Professor

John Stratton Hawley

Barnard College
Religion scholar; Educator
Area
Humanities and Arts
Specialty
Religious Studies
Elected
2013
Professor of Religion. Leading authority on bhakti and the devotional traditions of North India, on the religion of song and radical engagement of the heart. He published sixteen books and many articles, which together constitute a major body of texts and principles of interpretation for one of the most important and enduring strains of Hinduism. Several of his books focus especially on the worship of Krishna and his consort Radha: At Play with Krishna: Pilgrimage Dramas from Brindavan (1981); SurDas: Poet, Singer, Saint (1984); Krishna, the Butter Thief (1983); and The Memory of Love: Surdas Sings to Krishna (2009).
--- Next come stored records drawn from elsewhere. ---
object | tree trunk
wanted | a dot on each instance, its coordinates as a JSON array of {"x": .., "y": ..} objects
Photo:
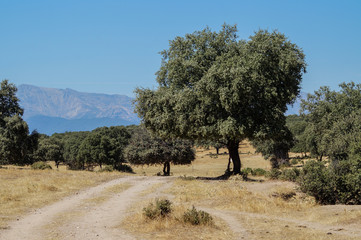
[
  {"x": 229, "y": 165},
  {"x": 166, "y": 169},
  {"x": 234, "y": 155}
]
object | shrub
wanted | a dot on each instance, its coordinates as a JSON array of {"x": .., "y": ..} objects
[
  {"x": 318, "y": 181},
  {"x": 259, "y": 172},
  {"x": 40, "y": 166},
  {"x": 124, "y": 168},
  {"x": 294, "y": 161},
  {"x": 187, "y": 178},
  {"x": 245, "y": 172},
  {"x": 290, "y": 174},
  {"x": 161, "y": 208},
  {"x": 195, "y": 217},
  {"x": 107, "y": 168},
  {"x": 274, "y": 173}
]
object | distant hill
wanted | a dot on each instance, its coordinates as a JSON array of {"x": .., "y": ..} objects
[{"x": 51, "y": 110}]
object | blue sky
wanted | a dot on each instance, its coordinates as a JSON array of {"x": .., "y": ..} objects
[{"x": 112, "y": 46}]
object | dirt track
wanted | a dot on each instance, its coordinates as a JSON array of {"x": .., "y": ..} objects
[
  {"x": 99, "y": 221},
  {"x": 74, "y": 218}
]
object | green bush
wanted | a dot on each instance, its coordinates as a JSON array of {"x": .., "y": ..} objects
[
  {"x": 318, "y": 181},
  {"x": 107, "y": 168},
  {"x": 195, "y": 217},
  {"x": 40, "y": 165},
  {"x": 124, "y": 168},
  {"x": 290, "y": 174},
  {"x": 259, "y": 172},
  {"x": 161, "y": 208},
  {"x": 274, "y": 173},
  {"x": 294, "y": 161}
]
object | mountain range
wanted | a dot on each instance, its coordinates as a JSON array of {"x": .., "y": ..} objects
[{"x": 50, "y": 110}]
Others explore broader themes in Hindu poetry and hagiography and in modern Hindu religion: Songs of the Saints of India (1988, 2004); Three Bhakti Voices: Mirabai, Surdas, and Kabir in Their Time and Ours (2005). Several edited volumes deal with women and goddesses, while others are broadly comparative, such as Fundamentalism and Gender (1994), The Life of Hinduism (2006, with Vasudha Narayanan) and Holy Tears: Weeping in the Religious Imagination (2005, with Kimberley Patton). A definitive translation of poems early attributed to the great Hindi poet Surdas and a poem-by-poem commentary will appear in two major series at Harvard in 2015. His most recent project is a book entitled India's Real Religion: The Idea of the Bhakti Movement (Harvard, 2014).